To manage food and labor at the restaurants, the company uses software from CrunchTime. "We'll never bring that in-house," says Scherer. "It not only increases top-line sales and reduces costs, but also helps us with quality control and keeps labor costs as low as possible without sacrificing service." In 2014, the brand was recognized with a Breakthrough Award from Hospitality Technology in the Enterprise Innovator category for integrating CrunchTime into its POS system.
In its ongoing effort to better use the data collected through the POS system, Jersey Mike's continues to seek out tech vendors who can integrate that data for them. "Almost everything we do has some kind of technology application," says Hope. And while the POS remains the hub, he is now preparing for the next stage: figuring out how to use that data more effectively. "We haven't looked at it in terms of executing marketing strategies.
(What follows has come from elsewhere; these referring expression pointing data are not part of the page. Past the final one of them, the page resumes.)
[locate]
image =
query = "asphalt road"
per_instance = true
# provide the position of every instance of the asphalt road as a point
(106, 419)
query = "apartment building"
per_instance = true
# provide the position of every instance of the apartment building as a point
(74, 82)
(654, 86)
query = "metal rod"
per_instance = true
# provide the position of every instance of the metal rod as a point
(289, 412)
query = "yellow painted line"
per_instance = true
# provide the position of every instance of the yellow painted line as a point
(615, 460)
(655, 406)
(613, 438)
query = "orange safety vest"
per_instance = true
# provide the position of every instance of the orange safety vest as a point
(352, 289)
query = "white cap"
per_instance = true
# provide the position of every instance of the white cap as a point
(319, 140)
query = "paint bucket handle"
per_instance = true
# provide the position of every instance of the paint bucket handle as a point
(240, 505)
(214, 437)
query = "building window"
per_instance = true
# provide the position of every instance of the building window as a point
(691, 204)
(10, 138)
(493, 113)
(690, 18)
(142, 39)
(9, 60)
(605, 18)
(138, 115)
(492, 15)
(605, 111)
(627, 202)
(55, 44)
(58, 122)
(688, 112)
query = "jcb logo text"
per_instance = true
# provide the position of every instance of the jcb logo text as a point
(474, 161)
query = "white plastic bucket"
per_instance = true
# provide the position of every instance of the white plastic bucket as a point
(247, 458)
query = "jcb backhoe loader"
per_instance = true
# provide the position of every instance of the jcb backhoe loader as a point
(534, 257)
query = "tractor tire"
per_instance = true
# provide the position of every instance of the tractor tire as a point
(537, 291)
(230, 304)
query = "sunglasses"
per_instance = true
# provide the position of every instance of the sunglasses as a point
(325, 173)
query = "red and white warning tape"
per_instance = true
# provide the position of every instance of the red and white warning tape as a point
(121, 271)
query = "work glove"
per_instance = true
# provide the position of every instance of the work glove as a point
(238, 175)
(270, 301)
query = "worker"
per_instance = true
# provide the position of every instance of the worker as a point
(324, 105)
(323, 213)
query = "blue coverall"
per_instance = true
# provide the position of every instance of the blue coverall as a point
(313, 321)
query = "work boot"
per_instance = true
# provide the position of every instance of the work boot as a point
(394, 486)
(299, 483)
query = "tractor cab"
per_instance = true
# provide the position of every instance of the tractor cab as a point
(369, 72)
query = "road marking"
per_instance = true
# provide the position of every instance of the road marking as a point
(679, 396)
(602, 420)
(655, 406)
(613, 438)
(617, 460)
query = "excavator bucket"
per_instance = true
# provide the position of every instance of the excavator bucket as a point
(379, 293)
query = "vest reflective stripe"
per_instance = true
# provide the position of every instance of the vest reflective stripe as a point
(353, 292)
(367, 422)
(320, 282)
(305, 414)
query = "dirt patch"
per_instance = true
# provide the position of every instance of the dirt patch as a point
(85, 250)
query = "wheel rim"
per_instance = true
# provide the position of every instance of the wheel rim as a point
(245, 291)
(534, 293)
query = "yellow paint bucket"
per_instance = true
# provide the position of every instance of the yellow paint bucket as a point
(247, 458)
We hope to employ that next year."
Yet, he told the audience of 300 franchise marketers and technology suppliers this June at the 2105 Franchise Consumer Marketing Conference (where he served as chair), "Some things don't change. Technology doesn't change strategy." Instead, he said, it's a tool--a powerful tool, but still only a means to a strategic end.
"They tell me what they want to collect and what they want the screen to look like. The brains of the design is from the marketing guys," says Scherer. "Having our own software, hardware, and operators here allows us to be agile. We own it, we control it, and if something comes down from above we can do it."
This past June, CIO magazine named Jersey Mike's one of its 2015 CIO 100 companies. The award recognizes organizations that exemplify the highest level of operational and strategic excellence in information technology, said Maryfran Johnson, editor-in-chief. "Our 2015 winners are an outstanding example of the transformative power of IT to drive everything from revenue growth to competitive advantage."
Scherer said Jersey Mike's won for the creation of a single proprietary, fully integrated technology platform for complex franchise operations. "Even though as a brand we're nearly 60 years old, we pride ourselves on the advantages of cutting-edge technology to support our franchise owners."
In spring 2012, Jersey Mike's replaced its punch-card loyalty program with Shore Points Rewards, a mobile-based app that lets customers use their smartphones to order and pay online, manage rewards, post to social feeds, and find the nearest Jersey Mike's. At the time, the company said this was one of the first apps to roll digital ordering and loyalty rewards program management into one, providing customers with a seamless experience. Adoption was swift: 650,000 members in the first 6 months, 1.4 million after 13 months, and membership is pushing 3 million today.
"This was our biggest collaborative operation," says Scherer. "It had to be something the customers used and liked, had to provide data for marketing and operations, and had to be easy to use at the store." It also resulted in the brand's first Breakthrough Award from Hospitality Technology in the Enterprise Innovator category. "Technology is changing at an extraordinary rate," said Scherer at the time. "We built our own customer terminals so we can accommodate existing and upcoming innovations."
Talk about 20/20 foresight. The October 1st deadline for EMV-capable readers is rapidly approaching. Adapting to EMV requirements is not a change directly justified by ROI, but it does allow the company to avoid liability in the case of credit card fraud or a data breach. "There are some things you're forced to do," says Scherer. "It's a cost of doing business."